While undergoing surgery Dunkel’s wife Cyla died in the early 1940s. Dunkel remarried in 1943 to Martha Herschmann, a Czech refugee who was saved when the illegal immigrant ship Patria was blown up in the port of Haifa. In early 1948 they had a daughter Ruth. Dunkel was very concerned with the family’s safety and economic security. Two days after the declaration of the state, on May 16, 1948, Egyptian planes attacked Tel Aviv. Two bombs fell very close to the Dunkel home while Fred was on the roof viewing the action. He ran to where the baby Ruthie was located, fearing for her life and died of a heart attack next to her cradle. As he was not Jewish the authorities would not bury him in a Jewish cemetery. In the end he was buried in the Catholic cemetery “Terra Sancta” in Jaffa while it was under fire.

==Professional career in Palestine==
Fred Dunkel’s laboratory was the first in the country to work with 16mm film. Dunkel promoted the use of this film stock finding it to be the most convenient and least expensive to use. From 1939-1944 he worked in cooperation with the Jewish National Fund (JNF) producing films for them. Dunkel was the only filmmaker in the country who had 16mm stock and the equipment to develop color film in his laboratory. He used his unique position to promote himself as the only professional able to deliver the goods in a short period of time. He refused to sell stock to other professionals and would only develop footage for amateurs. Eventually the complaints of other filmmakers forced JNF to sever their ties to him. In his last years he filmed only home movies.

==Selection of his films==
- Tel Aviv – A short film among the first produced in Palestine to appear in color. The film shows the first Hebrew city and its many sites: boats in the port, street scenes, the central synagogue, Dizengoff square, boating on the Yarkon, and camels walking through the sands. Yehuda Nadivi, the secretary of the city after touring the far east with the film wrote: “I would like to note that the film made a big impression on the viewers, both Jews and non-Jews. Especially in the cities of Bombay, Calcutta, Rangoon and Singapore. The film presented the beauty and color of Tel Aviv in a manner that created a desire to come and visit Tel Aviv and Eretz Israel.”
- Springtime in Galilee – A study on the settlements in the upper Galilee as filmed by Dunkel during spring 1940. The film shows views of the area and different locations in the north. The antiquities at Kfar Nahum (Capernaum), fishermen of the Sea of Galilee, the city of Safad, Rosh Pina, Machanayim, Kibbutz Ein Gev, and Kibbutz Amir.
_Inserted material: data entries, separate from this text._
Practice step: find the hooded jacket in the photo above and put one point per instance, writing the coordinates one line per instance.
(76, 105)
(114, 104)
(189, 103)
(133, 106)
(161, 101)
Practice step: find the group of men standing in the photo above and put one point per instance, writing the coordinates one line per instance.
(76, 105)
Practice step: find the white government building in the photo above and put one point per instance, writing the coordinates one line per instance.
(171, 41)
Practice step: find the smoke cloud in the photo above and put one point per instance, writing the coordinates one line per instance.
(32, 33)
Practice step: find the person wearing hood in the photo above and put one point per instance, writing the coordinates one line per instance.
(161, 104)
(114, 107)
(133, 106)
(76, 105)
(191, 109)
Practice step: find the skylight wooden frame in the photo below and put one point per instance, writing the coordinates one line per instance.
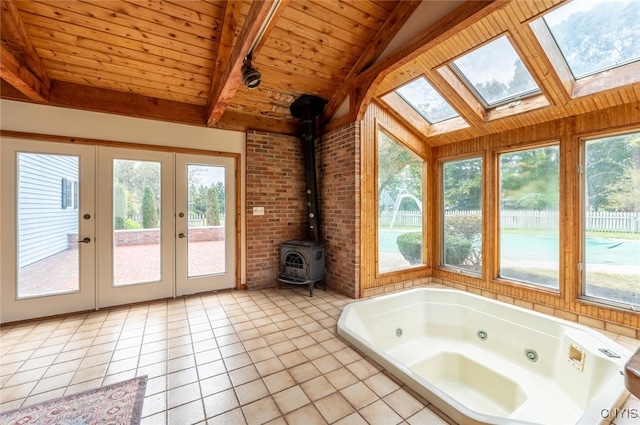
(509, 99)
(608, 79)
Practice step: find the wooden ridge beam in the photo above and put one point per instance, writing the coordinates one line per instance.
(18, 76)
(231, 78)
(21, 65)
(364, 85)
(384, 36)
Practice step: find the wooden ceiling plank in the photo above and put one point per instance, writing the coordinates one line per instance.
(306, 48)
(231, 78)
(199, 8)
(389, 29)
(109, 73)
(87, 56)
(121, 103)
(145, 21)
(357, 16)
(20, 49)
(320, 20)
(14, 73)
(364, 86)
(110, 48)
(230, 25)
(120, 28)
(313, 62)
(183, 13)
(127, 86)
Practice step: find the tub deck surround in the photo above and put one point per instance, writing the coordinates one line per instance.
(484, 361)
(632, 374)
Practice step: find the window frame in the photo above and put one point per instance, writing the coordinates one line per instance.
(581, 295)
(425, 254)
(496, 154)
(441, 213)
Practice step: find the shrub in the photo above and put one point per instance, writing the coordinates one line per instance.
(410, 246)
(463, 235)
(149, 211)
(131, 224)
(457, 250)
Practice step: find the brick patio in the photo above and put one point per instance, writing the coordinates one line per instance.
(135, 263)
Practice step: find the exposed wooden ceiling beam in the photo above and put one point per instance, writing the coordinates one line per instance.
(231, 78)
(76, 96)
(69, 95)
(230, 24)
(21, 65)
(14, 73)
(389, 29)
(365, 84)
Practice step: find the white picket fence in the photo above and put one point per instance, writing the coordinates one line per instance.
(603, 221)
(195, 220)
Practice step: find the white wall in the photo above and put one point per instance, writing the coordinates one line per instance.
(40, 119)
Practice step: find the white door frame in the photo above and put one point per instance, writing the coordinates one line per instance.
(190, 285)
(12, 308)
(108, 294)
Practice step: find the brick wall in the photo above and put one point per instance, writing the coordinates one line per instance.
(275, 181)
(338, 156)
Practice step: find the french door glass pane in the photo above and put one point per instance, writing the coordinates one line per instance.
(399, 206)
(462, 231)
(48, 259)
(529, 216)
(136, 222)
(612, 219)
(206, 221)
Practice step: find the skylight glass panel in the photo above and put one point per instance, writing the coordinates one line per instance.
(595, 36)
(426, 101)
(496, 73)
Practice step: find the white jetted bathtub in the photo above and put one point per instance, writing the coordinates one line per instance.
(483, 361)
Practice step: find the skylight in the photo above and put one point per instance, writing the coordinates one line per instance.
(495, 73)
(426, 101)
(595, 36)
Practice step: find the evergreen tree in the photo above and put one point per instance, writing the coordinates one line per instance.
(120, 206)
(213, 209)
(149, 210)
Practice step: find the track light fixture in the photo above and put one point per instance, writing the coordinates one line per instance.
(251, 77)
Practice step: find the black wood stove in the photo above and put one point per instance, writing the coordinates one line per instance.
(302, 262)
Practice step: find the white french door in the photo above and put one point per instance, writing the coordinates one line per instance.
(87, 227)
(205, 223)
(136, 226)
(48, 229)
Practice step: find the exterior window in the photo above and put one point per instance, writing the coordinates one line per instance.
(399, 206)
(612, 219)
(595, 36)
(462, 224)
(529, 198)
(495, 73)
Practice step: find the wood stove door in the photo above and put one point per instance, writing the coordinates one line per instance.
(205, 223)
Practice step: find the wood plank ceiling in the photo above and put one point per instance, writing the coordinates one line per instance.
(180, 60)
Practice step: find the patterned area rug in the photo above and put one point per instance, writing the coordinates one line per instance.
(119, 404)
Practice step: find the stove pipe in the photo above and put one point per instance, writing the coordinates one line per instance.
(307, 108)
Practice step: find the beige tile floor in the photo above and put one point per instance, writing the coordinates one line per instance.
(231, 357)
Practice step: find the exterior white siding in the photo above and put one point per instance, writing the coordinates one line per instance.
(43, 223)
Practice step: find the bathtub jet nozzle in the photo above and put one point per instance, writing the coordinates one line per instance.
(531, 354)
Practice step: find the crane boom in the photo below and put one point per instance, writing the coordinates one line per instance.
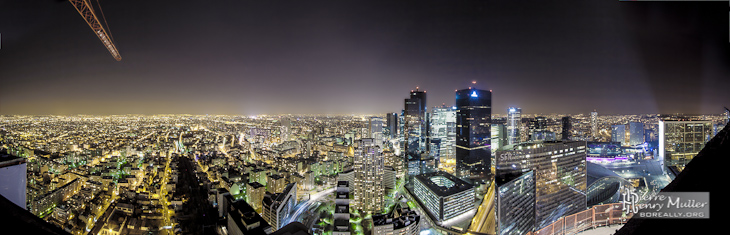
(86, 11)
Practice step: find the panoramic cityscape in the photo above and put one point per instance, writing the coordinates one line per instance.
(378, 118)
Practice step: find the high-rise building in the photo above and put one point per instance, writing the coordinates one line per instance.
(537, 124)
(514, 121)
(618, 134)
(342, 209)
(415, 131)
(636, 133)
(392, 125)
(278, 205)
(443, 128)
(443, 195)
(255, 195)
(681, 140)
(560, 175)
(473, 118)
(369, 169)
(567, 128)
(515, 204)
(375, 126)
(594, 124)
(13, 179)
(499, 137)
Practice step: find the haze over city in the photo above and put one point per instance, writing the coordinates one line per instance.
(260, 57)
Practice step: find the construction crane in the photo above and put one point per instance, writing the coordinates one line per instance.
(86, 11)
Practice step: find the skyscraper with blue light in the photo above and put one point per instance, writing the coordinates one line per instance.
(473, 139)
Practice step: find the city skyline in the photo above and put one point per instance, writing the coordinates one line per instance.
(265, 58)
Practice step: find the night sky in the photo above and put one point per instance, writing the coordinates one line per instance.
(363, 57)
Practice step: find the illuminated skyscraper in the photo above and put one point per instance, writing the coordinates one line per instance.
(499, 136)
(415, 132)
(560, 175)
(414, 118)
(369, 169)
(515, 203)
(375, 128)
(567, 128)
(473, 118)
(537, 125)
(681, 140)
(443, 128)
(618, 134)
(514, 119)
(392, 125)
(13, 178)
(594, 124)
(636, 133)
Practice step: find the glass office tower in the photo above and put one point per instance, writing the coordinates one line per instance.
(560, 175)
(516, 204)
(473, 118)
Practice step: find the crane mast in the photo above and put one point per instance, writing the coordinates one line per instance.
(87, 12)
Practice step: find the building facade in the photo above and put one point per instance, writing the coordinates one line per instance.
(560, 175)
(618, 134)
(444, 195)
(515, 204)
(369, 170)
(636, 133)
(443, 129)
(473, 138)
(681, 140)
(514, 121)
(277, 206)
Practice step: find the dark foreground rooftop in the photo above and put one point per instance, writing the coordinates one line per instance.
(705, 173)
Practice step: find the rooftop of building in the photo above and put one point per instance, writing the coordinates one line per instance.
(443, 184)
(246, 218)
(7, 160)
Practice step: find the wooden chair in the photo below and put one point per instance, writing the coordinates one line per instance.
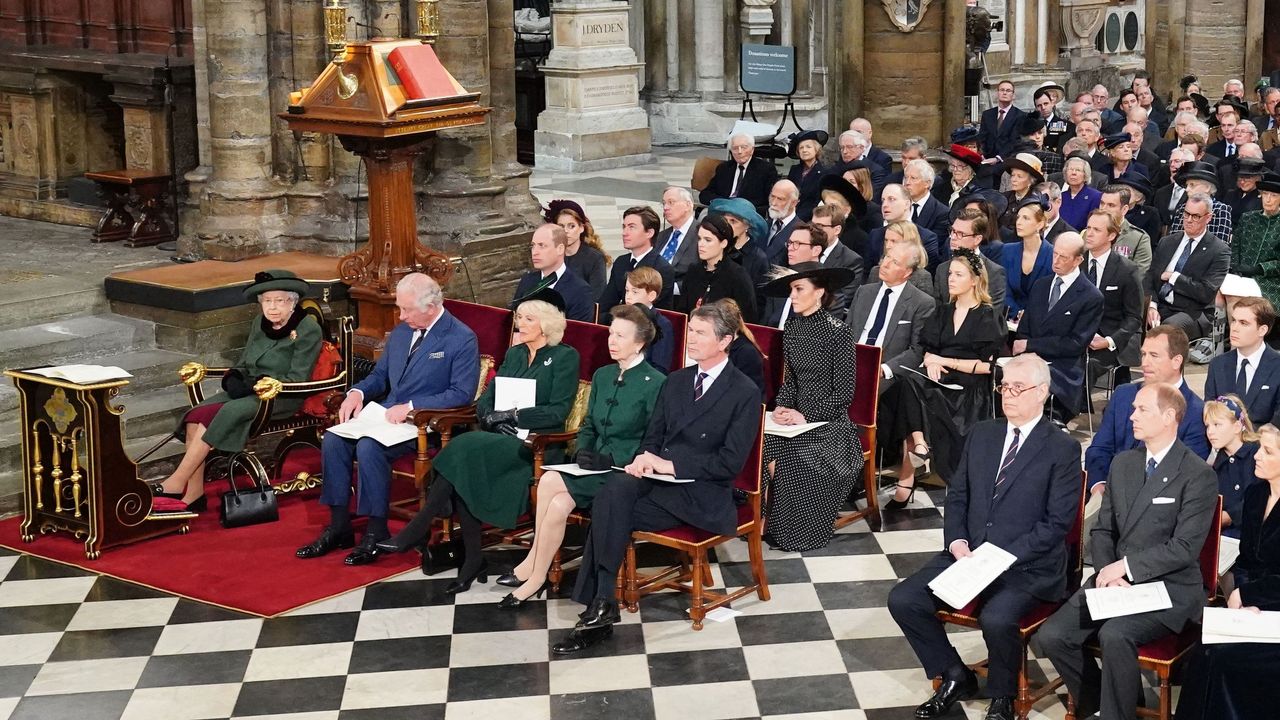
(968, 615)
(693, 574)
(1164, 655)
(305, 427)
(862, 413)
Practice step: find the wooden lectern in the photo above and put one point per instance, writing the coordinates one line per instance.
(361, 99)
(77, 478)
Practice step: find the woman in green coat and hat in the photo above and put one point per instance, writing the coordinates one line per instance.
(283, 343)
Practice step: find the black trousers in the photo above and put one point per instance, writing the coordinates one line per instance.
(618, 509)
(913, 607)
(1114, 688)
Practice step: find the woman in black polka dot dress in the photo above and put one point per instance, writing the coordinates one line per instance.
(810, 474)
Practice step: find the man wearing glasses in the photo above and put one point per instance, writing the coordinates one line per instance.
(1187, 270)
(1022, 497)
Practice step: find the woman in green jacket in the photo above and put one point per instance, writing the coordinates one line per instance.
(617, 417)
(484, 477)
(283, 343)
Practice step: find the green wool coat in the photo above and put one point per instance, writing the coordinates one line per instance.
(617, 417)
(492, 472)
(288, 360)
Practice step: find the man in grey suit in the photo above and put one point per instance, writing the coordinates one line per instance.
(679, 242)
(1156, 511)
(891, 314)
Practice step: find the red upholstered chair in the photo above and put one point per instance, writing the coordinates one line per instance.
(771, 347)
(1164, 655)
(862, 413)
(968, 615)
(693, 574)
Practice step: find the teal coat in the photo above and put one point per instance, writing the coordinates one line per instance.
(289, 360)
(492, 472)
(617, 417)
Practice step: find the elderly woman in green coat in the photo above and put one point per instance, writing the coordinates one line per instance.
(617, 417)
(283, 343)
(484, 477)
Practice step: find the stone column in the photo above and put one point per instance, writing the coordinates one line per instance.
(593, 118)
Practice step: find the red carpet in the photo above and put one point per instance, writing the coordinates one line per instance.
(248, 569)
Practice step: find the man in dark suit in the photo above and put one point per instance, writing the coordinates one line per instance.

The latter was established a few months earlier during the “Tower and Stockade” operation.
- Aviation, Saraphend – Two film excerpts shot during the 2nd World War depicting the beginnings of the formation a Jewish military fighting unit. The first shows aircraft pilot training in a company called “Aviron” while the second shows the recruitment of Jewish volunteers, born in Eretz Israel, to the British armed forces and their training in Sarafand (now Tzrifin).
- They Find a Home – A film on the hardships encountered by Jewish refugees fleeing from Nazi Germany including their deportation from Germany, their clandestine transport by fragile boats and their absorption into Eretz Israel. The film produced with Keren Hayesod and photographed by Fred Dunkel exposes the cruelty of the Nazi regime. Scenes of harassment of German Jews both authentic and staged appear in the film.
- The People Serve - A film showing the work of Jewish farmers in Eretz Israel working the land while having to defend it. Among pastoral landscapes of working the fields, shepherds and fruitful orchards, there are also rare excerpts depicting the training of the special night squads formed by the Haganah and under the command of the legendary British officer Orde Wingate. These include, probably the only shot in existence of Moshe Dayan with both of his eyes intact.

The collection of Fred Dunkel’s films, deposited in the Steven Spielberg Jewish Film Archive by his daughter Ruth Gazit, includes films documenting the Maccabiah Games, the “illegals” ship “Patria” sinking at Haifa port, Dead Sea works in Kalya and shots of the port in Tel Aviv. In addition there are many home movies photographed by Dunkel in the last months of his life. Most of these star his baby daughter Ruth.